People were positive about the Homerton University Hospital and praised the staff as caring and hard working. Patients told us that staff treated people with kindness, for example when helping people to eat. People had generally been given enough information but medication was sometimes an area where people wanted to know more. People said that they and their families had been involved in decisions and they had received helpful support from professionals. People felt able to raise any issues and said that staff had always listened even if the problems were not fully resolved.

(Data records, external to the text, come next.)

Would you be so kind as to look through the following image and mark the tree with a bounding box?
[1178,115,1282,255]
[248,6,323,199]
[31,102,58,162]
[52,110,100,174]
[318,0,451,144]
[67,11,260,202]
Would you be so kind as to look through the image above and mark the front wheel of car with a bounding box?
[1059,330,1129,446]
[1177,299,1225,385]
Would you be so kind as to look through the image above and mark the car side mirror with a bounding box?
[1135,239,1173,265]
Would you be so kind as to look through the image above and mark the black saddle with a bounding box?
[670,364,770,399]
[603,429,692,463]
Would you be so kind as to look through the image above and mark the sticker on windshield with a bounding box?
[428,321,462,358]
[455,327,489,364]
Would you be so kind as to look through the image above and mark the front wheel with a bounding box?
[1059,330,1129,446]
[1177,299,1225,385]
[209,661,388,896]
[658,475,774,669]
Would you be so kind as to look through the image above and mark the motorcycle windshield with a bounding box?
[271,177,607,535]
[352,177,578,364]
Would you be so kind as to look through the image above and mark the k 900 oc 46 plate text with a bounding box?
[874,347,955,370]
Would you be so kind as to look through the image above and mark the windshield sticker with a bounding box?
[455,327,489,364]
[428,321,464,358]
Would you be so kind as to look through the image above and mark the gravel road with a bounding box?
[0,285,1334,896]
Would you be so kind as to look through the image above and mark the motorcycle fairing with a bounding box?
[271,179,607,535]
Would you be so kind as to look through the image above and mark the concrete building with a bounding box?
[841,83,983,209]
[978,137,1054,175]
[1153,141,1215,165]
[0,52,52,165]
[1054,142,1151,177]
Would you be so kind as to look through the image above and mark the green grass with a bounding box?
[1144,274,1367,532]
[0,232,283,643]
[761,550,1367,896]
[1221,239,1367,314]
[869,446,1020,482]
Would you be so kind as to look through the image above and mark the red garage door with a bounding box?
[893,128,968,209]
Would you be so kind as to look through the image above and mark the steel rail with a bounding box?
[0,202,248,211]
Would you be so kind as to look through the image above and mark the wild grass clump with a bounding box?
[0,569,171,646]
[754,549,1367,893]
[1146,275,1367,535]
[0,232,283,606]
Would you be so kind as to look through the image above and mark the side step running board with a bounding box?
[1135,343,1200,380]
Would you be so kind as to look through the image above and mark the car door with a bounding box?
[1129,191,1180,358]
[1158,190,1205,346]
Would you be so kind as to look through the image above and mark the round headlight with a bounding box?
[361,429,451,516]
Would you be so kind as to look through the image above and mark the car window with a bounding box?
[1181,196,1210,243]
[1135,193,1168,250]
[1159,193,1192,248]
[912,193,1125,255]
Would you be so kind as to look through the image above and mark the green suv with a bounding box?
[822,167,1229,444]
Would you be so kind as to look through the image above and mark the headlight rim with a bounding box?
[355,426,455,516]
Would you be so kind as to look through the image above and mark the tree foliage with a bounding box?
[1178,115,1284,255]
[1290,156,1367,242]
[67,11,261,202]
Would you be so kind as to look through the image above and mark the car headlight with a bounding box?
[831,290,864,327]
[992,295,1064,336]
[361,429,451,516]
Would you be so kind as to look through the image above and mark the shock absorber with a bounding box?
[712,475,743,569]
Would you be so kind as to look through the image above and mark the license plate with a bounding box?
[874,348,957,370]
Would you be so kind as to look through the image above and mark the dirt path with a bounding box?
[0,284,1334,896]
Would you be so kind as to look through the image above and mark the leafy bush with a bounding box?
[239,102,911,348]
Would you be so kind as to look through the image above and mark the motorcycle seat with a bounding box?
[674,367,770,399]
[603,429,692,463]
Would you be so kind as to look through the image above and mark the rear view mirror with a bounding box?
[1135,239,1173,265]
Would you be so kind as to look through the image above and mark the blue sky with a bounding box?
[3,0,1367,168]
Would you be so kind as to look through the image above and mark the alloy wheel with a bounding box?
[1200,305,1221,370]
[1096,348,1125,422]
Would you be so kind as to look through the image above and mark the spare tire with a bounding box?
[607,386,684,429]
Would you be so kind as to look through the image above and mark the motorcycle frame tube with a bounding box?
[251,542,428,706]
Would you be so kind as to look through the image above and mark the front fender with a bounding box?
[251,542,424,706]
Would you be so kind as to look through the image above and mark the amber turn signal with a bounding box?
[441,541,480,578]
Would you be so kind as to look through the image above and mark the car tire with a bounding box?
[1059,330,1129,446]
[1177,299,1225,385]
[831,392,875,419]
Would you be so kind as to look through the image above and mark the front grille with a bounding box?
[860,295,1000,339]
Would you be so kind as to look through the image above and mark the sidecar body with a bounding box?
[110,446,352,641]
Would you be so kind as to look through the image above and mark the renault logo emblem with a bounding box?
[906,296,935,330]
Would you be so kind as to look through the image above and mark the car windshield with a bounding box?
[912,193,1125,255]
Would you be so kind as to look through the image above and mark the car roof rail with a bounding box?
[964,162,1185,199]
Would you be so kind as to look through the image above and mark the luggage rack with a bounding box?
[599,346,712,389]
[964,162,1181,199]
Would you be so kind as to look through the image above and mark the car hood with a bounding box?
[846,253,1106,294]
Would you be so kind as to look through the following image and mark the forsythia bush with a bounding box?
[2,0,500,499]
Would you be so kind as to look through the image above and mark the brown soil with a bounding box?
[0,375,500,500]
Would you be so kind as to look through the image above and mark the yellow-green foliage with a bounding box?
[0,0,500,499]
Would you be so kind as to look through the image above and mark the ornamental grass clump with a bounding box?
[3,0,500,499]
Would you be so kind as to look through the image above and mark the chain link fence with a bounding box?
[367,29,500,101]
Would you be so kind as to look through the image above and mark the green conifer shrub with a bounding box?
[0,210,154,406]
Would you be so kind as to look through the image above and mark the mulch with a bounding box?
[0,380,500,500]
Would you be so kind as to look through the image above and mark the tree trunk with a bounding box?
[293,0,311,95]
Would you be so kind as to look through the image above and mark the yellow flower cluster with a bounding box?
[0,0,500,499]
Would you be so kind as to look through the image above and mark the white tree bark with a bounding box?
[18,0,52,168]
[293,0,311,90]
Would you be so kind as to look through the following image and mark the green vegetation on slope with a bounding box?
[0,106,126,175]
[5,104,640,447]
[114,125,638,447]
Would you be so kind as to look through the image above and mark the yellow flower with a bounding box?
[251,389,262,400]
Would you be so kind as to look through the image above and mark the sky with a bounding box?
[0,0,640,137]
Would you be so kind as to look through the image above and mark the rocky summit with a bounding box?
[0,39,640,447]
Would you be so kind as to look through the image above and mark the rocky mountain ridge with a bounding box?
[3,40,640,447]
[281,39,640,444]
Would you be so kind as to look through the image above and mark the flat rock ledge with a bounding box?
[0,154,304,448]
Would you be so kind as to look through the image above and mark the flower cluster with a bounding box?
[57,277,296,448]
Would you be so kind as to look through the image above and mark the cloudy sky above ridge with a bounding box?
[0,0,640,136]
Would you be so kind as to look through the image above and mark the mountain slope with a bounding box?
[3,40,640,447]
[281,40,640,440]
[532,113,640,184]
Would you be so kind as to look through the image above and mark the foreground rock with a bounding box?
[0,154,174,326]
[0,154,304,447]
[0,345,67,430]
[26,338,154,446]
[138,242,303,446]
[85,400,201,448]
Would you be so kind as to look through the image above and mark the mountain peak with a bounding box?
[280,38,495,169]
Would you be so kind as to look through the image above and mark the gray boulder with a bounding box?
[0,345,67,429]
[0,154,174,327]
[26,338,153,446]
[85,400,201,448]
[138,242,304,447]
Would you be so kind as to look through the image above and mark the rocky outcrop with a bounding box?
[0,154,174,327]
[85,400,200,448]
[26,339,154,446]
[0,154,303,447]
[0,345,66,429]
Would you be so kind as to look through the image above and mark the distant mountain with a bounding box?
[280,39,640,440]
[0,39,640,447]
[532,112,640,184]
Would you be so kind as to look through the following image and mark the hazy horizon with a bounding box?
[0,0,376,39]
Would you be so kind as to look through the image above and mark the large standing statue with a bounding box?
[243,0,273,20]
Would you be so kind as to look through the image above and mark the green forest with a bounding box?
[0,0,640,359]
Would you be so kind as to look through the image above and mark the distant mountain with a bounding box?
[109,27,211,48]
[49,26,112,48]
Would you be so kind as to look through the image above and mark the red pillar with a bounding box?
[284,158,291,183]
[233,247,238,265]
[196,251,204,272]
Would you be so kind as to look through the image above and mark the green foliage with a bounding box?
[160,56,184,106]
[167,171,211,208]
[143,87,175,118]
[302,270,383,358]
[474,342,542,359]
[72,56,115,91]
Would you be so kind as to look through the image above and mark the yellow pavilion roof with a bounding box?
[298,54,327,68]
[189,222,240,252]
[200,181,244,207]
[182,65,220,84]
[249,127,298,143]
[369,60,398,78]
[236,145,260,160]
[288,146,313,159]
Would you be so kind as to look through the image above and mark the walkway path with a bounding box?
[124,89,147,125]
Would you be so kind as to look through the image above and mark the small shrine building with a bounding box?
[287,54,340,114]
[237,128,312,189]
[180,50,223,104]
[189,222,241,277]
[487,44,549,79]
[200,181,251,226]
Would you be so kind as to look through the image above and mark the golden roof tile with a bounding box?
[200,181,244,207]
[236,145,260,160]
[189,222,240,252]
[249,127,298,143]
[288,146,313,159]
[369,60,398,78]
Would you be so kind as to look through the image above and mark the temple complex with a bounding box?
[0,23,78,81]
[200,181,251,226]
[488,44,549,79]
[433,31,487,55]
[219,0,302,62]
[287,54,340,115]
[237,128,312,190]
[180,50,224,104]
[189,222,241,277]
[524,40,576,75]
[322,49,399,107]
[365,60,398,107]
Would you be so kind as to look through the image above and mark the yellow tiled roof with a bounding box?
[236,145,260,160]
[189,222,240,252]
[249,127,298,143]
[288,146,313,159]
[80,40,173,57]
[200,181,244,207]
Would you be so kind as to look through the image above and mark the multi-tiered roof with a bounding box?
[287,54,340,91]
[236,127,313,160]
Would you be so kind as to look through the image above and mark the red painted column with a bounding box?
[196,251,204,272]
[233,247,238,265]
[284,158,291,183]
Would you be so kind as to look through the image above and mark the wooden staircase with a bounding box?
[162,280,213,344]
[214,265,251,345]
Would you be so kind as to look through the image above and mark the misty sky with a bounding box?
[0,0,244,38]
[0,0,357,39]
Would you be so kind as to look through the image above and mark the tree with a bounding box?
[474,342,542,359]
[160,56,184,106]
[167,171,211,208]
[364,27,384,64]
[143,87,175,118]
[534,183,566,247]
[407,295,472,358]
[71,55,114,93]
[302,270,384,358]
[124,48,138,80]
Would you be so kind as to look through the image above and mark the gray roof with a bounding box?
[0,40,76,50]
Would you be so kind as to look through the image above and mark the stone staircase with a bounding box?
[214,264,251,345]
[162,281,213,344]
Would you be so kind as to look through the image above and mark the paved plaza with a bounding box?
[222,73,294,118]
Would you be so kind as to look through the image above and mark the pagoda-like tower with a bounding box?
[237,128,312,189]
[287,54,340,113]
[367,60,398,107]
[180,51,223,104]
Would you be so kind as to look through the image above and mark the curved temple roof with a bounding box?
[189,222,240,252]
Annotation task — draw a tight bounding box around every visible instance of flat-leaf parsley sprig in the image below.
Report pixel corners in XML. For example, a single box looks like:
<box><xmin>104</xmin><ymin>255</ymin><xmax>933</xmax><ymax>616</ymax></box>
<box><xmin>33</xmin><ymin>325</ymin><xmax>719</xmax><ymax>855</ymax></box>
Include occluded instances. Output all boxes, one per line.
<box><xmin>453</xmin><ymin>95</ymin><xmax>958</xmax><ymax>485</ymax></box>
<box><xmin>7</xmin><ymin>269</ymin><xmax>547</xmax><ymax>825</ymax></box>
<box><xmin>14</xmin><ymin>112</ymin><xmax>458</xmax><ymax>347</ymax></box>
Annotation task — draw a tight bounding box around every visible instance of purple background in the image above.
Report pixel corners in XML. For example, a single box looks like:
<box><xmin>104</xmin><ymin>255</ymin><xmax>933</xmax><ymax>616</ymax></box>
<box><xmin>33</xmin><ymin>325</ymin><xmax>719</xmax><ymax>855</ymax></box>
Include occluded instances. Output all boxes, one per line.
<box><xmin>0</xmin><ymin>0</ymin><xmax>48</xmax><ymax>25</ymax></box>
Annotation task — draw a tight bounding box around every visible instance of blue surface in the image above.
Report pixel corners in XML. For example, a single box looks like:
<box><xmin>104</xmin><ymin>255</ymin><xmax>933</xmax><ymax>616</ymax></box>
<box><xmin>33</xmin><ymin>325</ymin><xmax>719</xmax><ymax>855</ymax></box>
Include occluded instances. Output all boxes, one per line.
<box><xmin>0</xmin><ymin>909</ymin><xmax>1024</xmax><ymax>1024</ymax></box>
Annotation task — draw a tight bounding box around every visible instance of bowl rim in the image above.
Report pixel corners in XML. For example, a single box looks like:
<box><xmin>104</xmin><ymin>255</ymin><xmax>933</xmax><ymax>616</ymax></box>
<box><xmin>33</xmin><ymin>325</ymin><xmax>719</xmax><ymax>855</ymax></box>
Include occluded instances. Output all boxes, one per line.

Most of the people we spoke to said there was a choice of meals and the food was good. One person did not find the hot meals appetising but could find things they liked from the cold options. At the time of our visit, patients reported a lack of choice of kosher meals. One patient said they had to wait too long for lunch and we also observed this. Patients said that staff checked they had enough to eat. Two people mentioned that they were weighed regularly and their fluid intake was being checked. One of the patients we spoke to had initially been admitted to the ward after tea time. The nurses had brought them some food so they did not go hungry. None of the other patients we interviewed had missed a meal.